The first thing you should do is to totally avoid any type of packaged ground beef, especially from a supermarket. Instead, go to your neighborhood local butcher and buy range free beef.
The same is true with poultry as you should only feed them free range poultry simply to avoid all of the additives.
You should also avoid pork as well as limiting raw fish as it can very easily lead to a thiamine deficiency in your cat.
You should use the meat that you have selected the same day.
If you do not, freeze it as freezing helps to destroy potential bacteria.
Handling the meat properly by utilizing cutting boards and then cleaning them properly, preferably with a steam cleaner, is also very important in the process.
Raw meat for cats should also be supplemented with probiotics as they are essential in maintaining the intestinal health of your cat.
This will help to prevent salmonella, e coli, as well as most all other bacterial infections.
However, making raw meat safer also includes one other common sense approach.
Do not let the raw meat set.
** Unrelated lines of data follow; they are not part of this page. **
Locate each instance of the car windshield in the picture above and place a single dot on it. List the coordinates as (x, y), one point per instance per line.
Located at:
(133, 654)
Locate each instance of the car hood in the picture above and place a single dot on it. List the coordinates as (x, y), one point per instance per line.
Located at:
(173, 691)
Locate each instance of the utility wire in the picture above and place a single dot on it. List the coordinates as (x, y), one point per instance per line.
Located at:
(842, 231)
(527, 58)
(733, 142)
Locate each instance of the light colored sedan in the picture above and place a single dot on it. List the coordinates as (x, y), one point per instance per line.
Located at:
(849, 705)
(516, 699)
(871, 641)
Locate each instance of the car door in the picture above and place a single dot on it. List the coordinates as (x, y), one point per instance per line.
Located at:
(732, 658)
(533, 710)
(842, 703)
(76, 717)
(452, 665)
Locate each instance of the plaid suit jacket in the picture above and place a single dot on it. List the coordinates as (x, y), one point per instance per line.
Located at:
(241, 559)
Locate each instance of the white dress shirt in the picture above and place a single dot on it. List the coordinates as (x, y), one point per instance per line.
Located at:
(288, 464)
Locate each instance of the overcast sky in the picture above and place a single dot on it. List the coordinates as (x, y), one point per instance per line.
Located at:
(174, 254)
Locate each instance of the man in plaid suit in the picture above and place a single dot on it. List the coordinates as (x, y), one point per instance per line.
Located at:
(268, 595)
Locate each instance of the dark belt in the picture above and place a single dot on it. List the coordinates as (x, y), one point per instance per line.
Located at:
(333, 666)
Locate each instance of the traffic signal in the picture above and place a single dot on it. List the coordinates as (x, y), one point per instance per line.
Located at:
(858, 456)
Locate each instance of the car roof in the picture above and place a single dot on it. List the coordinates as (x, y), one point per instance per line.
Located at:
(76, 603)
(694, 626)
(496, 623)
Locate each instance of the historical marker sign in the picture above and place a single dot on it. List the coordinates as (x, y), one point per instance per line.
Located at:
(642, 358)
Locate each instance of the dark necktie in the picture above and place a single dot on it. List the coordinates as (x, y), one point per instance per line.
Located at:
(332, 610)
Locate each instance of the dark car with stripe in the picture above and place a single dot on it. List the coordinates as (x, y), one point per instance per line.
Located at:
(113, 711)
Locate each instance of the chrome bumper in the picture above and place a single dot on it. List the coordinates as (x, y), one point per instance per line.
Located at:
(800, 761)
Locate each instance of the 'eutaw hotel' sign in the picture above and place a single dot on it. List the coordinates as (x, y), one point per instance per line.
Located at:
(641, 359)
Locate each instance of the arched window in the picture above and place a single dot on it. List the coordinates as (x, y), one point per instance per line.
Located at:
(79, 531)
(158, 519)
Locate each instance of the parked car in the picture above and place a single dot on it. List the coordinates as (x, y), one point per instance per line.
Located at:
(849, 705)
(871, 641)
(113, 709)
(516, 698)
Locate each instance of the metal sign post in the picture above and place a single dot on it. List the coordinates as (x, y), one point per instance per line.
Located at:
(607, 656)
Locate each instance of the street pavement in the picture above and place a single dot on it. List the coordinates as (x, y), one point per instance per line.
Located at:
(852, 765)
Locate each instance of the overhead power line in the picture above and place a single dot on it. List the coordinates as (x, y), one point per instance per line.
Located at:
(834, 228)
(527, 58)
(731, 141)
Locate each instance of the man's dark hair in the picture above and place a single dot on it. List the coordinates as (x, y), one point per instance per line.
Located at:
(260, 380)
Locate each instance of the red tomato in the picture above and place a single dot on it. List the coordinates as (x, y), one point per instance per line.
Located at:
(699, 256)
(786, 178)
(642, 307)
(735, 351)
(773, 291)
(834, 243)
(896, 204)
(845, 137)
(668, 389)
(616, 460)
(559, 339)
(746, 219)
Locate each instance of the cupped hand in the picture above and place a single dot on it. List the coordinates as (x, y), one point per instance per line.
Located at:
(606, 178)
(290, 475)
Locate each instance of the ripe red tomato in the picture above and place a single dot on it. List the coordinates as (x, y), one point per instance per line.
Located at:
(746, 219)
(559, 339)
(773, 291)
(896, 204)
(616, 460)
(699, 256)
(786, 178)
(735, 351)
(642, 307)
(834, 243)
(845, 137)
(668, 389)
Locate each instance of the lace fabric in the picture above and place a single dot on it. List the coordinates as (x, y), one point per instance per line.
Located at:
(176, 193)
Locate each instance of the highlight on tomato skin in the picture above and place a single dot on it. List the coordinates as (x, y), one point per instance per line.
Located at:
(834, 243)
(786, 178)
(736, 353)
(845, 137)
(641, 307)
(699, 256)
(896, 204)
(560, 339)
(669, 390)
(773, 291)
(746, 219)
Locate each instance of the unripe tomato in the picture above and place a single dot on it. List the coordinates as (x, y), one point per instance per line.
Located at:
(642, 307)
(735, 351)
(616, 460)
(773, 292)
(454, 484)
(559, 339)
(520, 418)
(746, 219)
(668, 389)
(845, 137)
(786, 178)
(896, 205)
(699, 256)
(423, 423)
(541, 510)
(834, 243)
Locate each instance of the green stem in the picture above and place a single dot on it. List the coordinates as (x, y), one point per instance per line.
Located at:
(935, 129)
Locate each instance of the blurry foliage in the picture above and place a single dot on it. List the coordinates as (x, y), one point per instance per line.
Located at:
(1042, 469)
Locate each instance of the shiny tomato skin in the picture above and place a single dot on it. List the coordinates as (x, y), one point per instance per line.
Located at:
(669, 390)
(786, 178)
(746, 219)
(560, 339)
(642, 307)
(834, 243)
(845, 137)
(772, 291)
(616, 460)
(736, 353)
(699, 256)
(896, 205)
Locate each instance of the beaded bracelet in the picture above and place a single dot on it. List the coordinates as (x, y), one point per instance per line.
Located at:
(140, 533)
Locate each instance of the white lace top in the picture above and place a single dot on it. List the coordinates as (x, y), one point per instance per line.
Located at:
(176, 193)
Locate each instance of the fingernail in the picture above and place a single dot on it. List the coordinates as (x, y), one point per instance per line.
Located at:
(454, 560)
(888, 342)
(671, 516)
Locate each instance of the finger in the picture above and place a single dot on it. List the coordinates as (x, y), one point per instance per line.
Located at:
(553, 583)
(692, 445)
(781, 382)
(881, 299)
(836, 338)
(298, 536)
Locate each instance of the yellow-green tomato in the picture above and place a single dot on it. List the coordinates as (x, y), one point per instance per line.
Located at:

If your cat has not eaten it within 30 meats, pick it up and destroy it.
But there is one thing you should be very cautious with with raw meat for cats.
If your cat has any type of an immune deficiency or challenge, you should discuss any raw meat diet first with your veterinarian.
If you both agree, you should than start them on this diet slowly to make sure it will not present any problems with their immune system.
Raw meat for cats has literally hundreds of recipes, but all recipes should stay the course with the basics found by Dr. Pottenger and use between 2/3 but no more than 75 percent raw meat.
Blending in raw muscle as well as organ meat and then adding in vegetables, excluding onions, can make an excellent meal for your cat.
The true meat purists will argue that cats do not need vegetables, but they have very important antioxidant agents that will provide additional benefits for your cat.
Raw nuts and seeds can also be added, but there is something that any recipe should include; Vitamin C and Fatty acids.
Both are critical as antioxidants, blood purifiers, as well as helping prevent bacterial infections.
The debate on raw meat for cats has to go back to the two basic questions: is it safe and does it provide any benefits.
The studies have shown it is much safer for your cats and the health benefits are huge if you pick the correct meat, handle it properly, and then mix it correctly and supplement it with vitamins.
But there is one other question you may want to ask yourself; how many pet foods have been recalled in the last ten years?
It's your choice, but it should really be quite simple if you stick to the two basic questions.